Description
This paper is about making sense, or rather making nonsense, of the messy process of becoming the ‘deradical’. It is about emotions, embodiment, and deradicalisation. Above all, this paper ‘messes’ with the ordering ambitions in the production of knowledge within the (critical) study of terrorism and counterterrorism. Existing ways of knowing try to control (and solve) terrorism and its countermeasures by forming them into neat units of analysis. Emotion, affect and sensation have come to play a vital role in this quest and desire to ‘make sense’, not least in the conception and enactment of deradicalisation. While, at the same time, these phenomena eschew this kind of stability.

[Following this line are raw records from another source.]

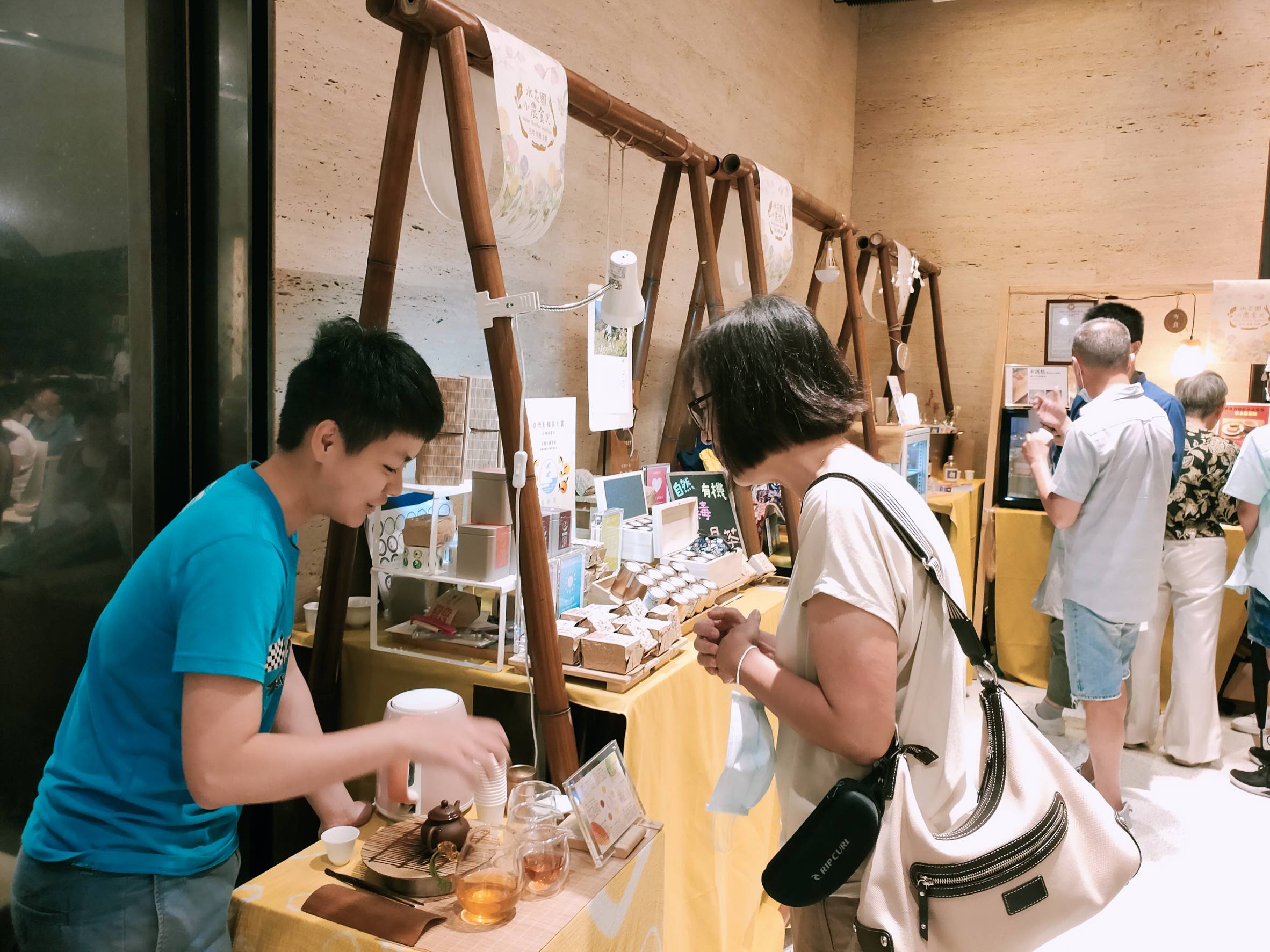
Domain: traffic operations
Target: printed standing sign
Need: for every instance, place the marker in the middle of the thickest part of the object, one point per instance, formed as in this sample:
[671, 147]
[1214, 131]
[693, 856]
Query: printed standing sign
[1240, 319]
[657, 478]
[716, 513]
[776, 225]
[609, 372]
[553, 434]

By continuing to assume ‘making sense’, instead of ‘making nonsense’, as something desirable, the messiness (the multiplicious, ambiguous, ambivalent, relational, etcetera) of these phenomena is lost or displaced into ‘otherness’. This paper attempts to disrupt and reshape the ordering ambitions in the (critical) study of terrorism and counterterrorism. It does this by engaging with the deradicalisation phenomenon through embodied-reflexive ethnographic fieldwork of lived experiences among deradicalisation practitioners and (former) radicals and the poststructuralist, posthumanist, and queer onto-epistemologies of Karen Barad and Gilles Deleuze. In contrast to previous work, this paper does not aim to resolve the messiness, including the ambiguous, ambivalent, and multiplicious, but tries to make these other(ed) realities visible.
Keywords: Deradicalisation, emotions, critical terrorism studies, poststructuralism, posthumanism, onto-epistemology, embodied-reflexive ethnography.